今年中日両国は国交正常化40周年を迎える。だが新年早々「無人島への命名」事件が発生。2月10日には日本側が「防衛報告」を発表し、「中国の海洋覇権の脅威」を明言。これに続いたのが今回の「南京虐殺」争議だ。5月には日米首脳が中国をにらんだ海洋協力枠組みを構築する。こうした出来事によって人々は中日関係への自信を失い、「制御不能」感を覚えている。(文:庚欣・日本JCC新日本研究所副所長。「環球時報」掲載)
こうした状況であればあるほど、われわれは自信と冷静な思考を保たなければならない。

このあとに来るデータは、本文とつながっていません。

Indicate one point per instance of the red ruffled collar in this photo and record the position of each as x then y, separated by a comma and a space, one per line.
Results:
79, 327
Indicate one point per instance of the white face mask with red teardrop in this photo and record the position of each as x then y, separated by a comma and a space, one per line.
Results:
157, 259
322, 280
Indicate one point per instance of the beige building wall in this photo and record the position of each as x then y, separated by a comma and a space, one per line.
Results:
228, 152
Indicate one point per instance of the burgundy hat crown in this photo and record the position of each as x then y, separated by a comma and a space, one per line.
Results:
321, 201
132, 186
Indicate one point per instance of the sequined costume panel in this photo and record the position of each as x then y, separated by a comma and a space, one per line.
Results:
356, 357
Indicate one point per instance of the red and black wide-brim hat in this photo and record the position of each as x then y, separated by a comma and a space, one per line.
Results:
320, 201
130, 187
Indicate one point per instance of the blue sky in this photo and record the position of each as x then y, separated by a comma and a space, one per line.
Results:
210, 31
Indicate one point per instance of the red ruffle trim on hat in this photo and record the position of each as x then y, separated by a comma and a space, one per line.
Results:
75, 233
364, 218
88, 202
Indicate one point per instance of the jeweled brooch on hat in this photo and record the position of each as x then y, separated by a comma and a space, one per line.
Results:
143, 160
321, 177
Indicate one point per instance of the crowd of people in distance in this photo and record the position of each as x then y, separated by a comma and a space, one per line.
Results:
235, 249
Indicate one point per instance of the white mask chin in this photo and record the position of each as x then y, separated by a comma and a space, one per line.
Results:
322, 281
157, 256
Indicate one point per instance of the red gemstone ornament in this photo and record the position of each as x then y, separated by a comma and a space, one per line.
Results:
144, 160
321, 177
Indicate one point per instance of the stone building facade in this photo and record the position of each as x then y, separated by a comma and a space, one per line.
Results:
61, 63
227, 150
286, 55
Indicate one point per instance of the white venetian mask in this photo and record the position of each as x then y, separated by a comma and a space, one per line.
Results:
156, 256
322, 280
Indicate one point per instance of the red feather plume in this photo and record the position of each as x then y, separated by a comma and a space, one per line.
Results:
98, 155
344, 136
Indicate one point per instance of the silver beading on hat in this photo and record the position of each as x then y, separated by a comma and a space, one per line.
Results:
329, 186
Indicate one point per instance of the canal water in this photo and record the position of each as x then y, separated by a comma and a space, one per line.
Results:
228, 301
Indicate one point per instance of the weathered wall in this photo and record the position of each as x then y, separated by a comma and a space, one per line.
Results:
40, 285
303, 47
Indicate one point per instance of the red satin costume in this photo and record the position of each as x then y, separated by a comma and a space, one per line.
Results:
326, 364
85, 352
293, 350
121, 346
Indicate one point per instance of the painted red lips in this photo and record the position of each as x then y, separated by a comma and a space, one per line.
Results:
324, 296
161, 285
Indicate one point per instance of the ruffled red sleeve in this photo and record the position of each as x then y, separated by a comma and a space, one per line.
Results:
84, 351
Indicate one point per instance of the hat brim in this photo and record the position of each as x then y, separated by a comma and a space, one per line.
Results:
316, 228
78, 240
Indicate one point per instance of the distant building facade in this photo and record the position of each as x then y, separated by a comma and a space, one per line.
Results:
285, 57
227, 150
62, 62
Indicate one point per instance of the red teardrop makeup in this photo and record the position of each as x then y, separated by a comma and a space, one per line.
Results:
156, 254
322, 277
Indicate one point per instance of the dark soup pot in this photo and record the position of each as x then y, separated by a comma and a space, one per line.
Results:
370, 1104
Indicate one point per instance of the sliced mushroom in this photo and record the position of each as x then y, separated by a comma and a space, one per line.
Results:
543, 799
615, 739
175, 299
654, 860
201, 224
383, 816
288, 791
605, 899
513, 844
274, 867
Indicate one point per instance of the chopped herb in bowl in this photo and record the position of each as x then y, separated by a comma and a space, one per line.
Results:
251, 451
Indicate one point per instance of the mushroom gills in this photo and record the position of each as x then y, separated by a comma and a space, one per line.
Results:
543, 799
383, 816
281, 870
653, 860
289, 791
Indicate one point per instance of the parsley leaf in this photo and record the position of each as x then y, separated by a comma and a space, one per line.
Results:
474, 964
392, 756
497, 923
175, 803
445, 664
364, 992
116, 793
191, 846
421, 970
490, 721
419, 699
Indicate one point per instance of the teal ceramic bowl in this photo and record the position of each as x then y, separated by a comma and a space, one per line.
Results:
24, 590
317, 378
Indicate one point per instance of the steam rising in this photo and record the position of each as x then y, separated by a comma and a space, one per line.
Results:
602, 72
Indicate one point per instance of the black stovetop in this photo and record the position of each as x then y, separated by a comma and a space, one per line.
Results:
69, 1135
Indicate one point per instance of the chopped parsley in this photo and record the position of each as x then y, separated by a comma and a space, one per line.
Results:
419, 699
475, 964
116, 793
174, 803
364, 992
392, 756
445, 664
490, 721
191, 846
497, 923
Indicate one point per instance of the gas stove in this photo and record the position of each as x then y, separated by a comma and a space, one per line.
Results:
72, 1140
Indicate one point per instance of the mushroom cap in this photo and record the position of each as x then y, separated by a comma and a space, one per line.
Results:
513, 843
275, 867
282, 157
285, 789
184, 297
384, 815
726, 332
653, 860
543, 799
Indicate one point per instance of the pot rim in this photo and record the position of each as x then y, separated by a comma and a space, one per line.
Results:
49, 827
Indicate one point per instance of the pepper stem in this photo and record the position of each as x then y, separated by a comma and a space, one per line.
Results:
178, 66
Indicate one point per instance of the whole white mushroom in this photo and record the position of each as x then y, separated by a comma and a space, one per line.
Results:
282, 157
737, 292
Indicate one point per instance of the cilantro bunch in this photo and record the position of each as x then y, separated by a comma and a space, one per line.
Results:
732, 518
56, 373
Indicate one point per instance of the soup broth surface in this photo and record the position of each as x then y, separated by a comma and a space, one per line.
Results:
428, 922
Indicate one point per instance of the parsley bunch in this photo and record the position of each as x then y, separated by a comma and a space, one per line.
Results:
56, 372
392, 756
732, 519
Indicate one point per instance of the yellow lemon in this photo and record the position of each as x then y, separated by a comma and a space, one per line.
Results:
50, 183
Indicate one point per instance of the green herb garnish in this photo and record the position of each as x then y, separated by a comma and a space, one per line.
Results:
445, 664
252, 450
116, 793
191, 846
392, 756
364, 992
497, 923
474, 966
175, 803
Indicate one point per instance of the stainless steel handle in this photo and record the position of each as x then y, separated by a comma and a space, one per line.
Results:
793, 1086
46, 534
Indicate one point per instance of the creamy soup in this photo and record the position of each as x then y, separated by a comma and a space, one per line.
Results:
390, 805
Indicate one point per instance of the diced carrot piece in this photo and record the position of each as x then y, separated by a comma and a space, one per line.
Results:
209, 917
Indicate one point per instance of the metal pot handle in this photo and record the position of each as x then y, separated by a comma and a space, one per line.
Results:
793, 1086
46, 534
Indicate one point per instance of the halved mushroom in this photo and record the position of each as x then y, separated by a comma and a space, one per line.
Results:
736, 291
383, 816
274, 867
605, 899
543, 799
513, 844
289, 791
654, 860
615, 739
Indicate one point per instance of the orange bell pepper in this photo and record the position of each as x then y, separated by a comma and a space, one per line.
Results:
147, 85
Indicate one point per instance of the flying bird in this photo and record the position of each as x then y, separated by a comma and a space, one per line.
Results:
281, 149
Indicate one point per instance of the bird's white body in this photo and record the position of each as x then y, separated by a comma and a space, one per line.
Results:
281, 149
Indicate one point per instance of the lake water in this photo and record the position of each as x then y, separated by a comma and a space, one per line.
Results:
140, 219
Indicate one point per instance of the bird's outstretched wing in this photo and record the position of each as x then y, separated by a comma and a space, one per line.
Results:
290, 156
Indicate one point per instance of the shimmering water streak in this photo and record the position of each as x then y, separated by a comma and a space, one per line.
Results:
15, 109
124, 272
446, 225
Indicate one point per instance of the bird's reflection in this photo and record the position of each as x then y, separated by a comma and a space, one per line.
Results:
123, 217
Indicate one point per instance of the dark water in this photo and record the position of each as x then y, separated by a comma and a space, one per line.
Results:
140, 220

これは事実上「中日関係は誰が主導するのか」という根本的問題に関わってくる。「中米関係は誰が主導するのか」は厄介な問題かも知れない。各時期、各分野の各問題において主導権の分担は異なり、一概には言えないからだ。
だが中日関係の主導権は比較的明確なはずだ。甲午海戦(黄海海戦)から第二次世界大戦終結まで、中日関係は基本的に日本が主導した。戦後中国は次第に主導権を獲得していった。特に1950、60年代になると、中国は世界の強暴な勢力を恐れず、米軍に痛撃を与え、米ソ両覇権に拮抗して、日本を心から敬服させた。しかも中国は人道的観点から日本に寛大な許しを与え、平和主義へと改造し、日本をいたく感動させた。同時に中国の独立独歩の政治発展路線とその成果も、日本を深く震撼させた。これらによって、中日関係に対する中国の主導的地位が固められた。これは近代以降初の真の対中友好ブームももたらした。その後、中日関係は二国間関係や東アジアの構造を遥かに超え、中米国交正常化を直接導き出した。今回騒ぎを起こした名古屋市長は、当時まさに名古屋で友好的日本人が中米「ピンポン外交」のために良好な環境を提供し、中国の国際社会復帰への条件を整えたことに気づいていないのだろう。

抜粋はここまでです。